[jira] Issue Comment Edited: (DERBY-5108) Intermittent failure in AutomaticIndexStatisticsTest.testShutdownWhileScanningThenDelete on Windows

Mike Matrigali (JIRA) Fri, 11 Mar 2011 16:15:23 -0800

    [ 
https://issues.apache.org/jira/browse/DERBY-5108?page=com.atlassian.jira.plugin.system.issuetabpanels:comment-tabpanel&focusedCommentId=13005899#comment-13005899
 ]


Mike Matrigali edited comment on DERBY-5108 at 3/12/11 12:14 AM:
-----------------------------------------------------------------

The more I look at this issue I think the problem is that the istat daemon 
should shutdown and not return until it has completed this 
shutdown when indexRefresher.stop(); is called from the DataDictionary's stop 
call().  For a clean shutdown of the system the store
needs all it's clients shutdown first and then it can cleanly shutdown, and 
force the database files and transaction logs insuring 
a clean shutdown with no recovery work necessary on the next boot.

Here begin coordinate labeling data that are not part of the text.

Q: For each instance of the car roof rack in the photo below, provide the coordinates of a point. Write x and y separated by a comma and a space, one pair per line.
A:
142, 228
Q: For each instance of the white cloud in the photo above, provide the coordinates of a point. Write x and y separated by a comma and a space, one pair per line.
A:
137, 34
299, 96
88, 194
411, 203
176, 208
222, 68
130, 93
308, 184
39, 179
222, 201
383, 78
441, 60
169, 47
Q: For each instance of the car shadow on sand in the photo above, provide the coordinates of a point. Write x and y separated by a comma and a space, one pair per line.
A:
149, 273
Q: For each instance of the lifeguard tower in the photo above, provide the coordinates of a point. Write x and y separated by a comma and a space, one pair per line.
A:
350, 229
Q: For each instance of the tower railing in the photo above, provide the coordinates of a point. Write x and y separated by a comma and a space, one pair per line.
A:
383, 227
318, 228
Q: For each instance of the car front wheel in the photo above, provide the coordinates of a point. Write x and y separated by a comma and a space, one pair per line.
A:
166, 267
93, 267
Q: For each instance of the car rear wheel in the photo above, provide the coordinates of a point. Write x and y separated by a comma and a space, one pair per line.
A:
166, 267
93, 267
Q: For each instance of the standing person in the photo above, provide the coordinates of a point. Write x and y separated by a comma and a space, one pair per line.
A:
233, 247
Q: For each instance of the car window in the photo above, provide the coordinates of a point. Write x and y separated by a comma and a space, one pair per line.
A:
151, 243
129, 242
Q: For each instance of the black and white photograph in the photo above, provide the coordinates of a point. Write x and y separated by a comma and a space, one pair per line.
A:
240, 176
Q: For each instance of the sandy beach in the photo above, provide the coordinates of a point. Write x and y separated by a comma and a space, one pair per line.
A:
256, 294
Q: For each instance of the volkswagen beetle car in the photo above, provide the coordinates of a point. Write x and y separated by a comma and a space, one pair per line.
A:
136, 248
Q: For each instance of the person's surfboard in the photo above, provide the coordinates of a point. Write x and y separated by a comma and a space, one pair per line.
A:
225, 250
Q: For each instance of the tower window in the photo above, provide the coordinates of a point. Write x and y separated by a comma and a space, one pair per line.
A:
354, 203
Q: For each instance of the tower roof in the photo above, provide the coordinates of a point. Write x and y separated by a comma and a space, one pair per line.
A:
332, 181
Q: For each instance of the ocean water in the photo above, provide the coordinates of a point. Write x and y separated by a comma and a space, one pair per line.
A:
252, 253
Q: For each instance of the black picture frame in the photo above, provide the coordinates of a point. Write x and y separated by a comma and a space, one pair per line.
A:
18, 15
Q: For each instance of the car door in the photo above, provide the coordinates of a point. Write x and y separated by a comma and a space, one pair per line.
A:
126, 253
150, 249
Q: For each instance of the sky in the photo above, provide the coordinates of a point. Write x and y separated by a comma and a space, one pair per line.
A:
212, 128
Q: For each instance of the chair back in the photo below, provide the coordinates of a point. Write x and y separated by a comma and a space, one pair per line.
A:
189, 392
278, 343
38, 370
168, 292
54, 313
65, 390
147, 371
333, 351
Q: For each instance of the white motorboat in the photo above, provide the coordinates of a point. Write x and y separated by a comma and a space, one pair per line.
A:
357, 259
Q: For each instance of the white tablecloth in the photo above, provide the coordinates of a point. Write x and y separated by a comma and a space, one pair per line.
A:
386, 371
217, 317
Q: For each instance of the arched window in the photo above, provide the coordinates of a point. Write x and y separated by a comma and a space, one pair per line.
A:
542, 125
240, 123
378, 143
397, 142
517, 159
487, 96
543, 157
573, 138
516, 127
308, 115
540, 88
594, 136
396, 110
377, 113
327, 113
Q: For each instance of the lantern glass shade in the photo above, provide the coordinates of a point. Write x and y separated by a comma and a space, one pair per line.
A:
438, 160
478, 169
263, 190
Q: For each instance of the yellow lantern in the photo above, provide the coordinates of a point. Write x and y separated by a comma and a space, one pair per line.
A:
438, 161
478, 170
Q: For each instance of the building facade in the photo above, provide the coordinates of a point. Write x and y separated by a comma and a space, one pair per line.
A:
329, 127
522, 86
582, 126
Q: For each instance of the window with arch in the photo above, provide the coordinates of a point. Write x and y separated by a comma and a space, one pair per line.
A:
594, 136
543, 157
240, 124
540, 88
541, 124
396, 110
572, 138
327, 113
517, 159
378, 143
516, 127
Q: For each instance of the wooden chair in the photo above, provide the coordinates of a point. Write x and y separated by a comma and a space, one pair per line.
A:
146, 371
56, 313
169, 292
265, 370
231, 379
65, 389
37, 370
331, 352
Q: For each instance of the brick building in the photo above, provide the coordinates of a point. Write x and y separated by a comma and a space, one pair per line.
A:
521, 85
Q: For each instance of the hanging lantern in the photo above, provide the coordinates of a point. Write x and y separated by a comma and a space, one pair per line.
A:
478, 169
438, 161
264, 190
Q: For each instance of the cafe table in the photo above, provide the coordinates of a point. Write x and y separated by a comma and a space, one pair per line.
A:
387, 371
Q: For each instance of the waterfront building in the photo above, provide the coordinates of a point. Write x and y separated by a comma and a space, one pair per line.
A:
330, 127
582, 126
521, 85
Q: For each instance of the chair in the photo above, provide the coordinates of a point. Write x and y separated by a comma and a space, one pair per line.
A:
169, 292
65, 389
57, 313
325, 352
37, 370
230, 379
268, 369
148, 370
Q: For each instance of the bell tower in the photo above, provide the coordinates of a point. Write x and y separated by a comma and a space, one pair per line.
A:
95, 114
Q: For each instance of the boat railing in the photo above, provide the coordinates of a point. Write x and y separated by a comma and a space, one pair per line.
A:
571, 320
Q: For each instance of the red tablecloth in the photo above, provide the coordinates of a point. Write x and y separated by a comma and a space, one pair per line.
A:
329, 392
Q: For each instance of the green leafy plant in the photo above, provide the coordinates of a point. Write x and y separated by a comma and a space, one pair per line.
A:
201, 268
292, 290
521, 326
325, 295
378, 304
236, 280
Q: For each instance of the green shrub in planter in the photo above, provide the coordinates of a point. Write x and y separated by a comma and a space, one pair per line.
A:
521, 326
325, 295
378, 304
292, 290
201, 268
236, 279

By leaving the istat daemon running we can run into a number of errors that I 
don't think can be solved.  We might fix a specific one shown
up by this test but the system is just not designed to handle clean shutdown 
while stuff is still running without first waiting for the running
stuff to stop somehow.

Kristian noted in DERBY-5037:
> I think Mike's comments/observations above agree pretty much with my thinking 
> when writing the code. Seems there are several error-handling issues to iron 
> out though...
>A few specific comments:
>o I decided to not make Derby wait for the background thread to finish on 
>shutdown, as it might potentially be scanning a very large table.
>o Logging is rather verbose now during testing, but I agree it should be less 
>verbose (or maybe turned off completely) when released.
>o I'm logging a lot of exceptions to aid testing/debugging. These should also 
>go away, or be enabled by a property if the user wishes to do so. 

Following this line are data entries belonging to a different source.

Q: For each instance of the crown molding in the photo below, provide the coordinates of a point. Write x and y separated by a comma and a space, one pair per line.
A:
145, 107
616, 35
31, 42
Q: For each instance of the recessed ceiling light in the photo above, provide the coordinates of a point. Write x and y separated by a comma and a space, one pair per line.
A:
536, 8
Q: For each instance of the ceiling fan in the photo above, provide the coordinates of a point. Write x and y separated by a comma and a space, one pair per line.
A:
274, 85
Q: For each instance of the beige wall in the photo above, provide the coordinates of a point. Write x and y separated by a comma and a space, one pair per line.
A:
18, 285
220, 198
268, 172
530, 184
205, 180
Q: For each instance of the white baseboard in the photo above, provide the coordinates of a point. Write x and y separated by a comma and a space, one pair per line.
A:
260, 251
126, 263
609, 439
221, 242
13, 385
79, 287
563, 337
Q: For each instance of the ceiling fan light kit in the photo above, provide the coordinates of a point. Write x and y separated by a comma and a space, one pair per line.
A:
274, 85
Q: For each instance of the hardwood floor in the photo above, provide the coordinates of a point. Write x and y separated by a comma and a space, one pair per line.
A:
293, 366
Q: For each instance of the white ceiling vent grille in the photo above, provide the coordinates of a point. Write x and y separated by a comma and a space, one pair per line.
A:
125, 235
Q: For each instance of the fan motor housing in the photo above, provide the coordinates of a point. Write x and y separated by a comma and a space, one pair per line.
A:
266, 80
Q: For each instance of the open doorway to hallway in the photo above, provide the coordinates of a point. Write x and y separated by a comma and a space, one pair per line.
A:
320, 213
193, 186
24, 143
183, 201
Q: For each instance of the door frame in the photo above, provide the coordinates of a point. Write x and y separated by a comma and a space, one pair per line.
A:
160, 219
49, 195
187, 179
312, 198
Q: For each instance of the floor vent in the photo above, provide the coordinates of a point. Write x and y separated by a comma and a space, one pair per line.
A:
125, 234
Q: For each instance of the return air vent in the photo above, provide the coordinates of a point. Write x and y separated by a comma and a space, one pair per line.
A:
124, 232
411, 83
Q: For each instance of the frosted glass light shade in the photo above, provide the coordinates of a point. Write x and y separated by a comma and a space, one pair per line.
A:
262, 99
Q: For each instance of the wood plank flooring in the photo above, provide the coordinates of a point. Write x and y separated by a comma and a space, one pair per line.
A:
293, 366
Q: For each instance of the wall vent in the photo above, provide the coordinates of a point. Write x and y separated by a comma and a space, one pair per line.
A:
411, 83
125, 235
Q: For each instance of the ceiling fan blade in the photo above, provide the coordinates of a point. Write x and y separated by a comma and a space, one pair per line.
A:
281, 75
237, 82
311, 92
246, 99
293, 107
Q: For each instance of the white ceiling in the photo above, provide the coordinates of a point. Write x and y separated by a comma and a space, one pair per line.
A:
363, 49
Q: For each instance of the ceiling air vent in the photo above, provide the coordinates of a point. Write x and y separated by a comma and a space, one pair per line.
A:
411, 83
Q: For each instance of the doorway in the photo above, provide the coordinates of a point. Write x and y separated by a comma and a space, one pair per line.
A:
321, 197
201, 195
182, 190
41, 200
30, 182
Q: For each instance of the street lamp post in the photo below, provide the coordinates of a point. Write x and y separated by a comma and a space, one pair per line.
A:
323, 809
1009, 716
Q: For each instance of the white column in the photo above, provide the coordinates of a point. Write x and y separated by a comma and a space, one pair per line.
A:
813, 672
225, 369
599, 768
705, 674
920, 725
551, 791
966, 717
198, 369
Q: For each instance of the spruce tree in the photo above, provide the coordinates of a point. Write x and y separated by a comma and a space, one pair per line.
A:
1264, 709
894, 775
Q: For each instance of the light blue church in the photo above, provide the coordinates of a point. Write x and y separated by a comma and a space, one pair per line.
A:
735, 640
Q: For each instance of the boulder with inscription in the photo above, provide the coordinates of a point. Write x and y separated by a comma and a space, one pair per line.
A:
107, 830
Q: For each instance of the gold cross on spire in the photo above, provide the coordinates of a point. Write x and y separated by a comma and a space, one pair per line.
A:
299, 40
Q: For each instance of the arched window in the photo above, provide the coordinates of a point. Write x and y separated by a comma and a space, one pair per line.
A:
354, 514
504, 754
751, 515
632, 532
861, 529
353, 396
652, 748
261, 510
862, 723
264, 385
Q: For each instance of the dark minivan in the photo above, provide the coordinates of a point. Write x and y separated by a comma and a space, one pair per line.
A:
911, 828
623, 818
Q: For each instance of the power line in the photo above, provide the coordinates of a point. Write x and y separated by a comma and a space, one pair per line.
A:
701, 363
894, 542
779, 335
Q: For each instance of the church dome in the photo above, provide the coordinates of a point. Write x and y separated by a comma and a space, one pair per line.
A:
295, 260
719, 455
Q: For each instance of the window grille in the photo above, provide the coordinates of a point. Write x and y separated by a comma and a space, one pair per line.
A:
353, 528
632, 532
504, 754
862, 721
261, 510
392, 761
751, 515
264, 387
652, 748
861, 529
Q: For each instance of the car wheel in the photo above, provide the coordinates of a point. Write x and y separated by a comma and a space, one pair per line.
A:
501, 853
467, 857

I now think that it was wrong to not wait for the background thread.  This 
would match the behavior of the rawStoreDaemon thread which is "owned"
by the raw store module - the module stops the daemon and the daemon waits 
around for work to stop/complete before returning from the stop, and
then the raw store continues with it's data and transaction file cleanup prior 
to stopping.   I agree it would be a nice optimization to somehow stop the 
background thread in
the middle of a big scan, and it seems like with the better interrupt support 
this should be much easier than was the case before 10.8.   I would like
some feedback before proceding from those more knowledgeable about the istat 
work.

I do think that the work rick did for DERBY-5037 is still valuable as it will 
handle much better the non-clean shutdowns that Derby can experience.  ButFor
a non-clean shutdown we might have to just live with a file left open until the 
thread or jvm exits.   But for a requested orderly shutdown of the system I 
think we should go with the top down shutdown supported by the architecture 
rather than try to fix errors encountered when top level modules are still
running while lower level modules are trying to shut down.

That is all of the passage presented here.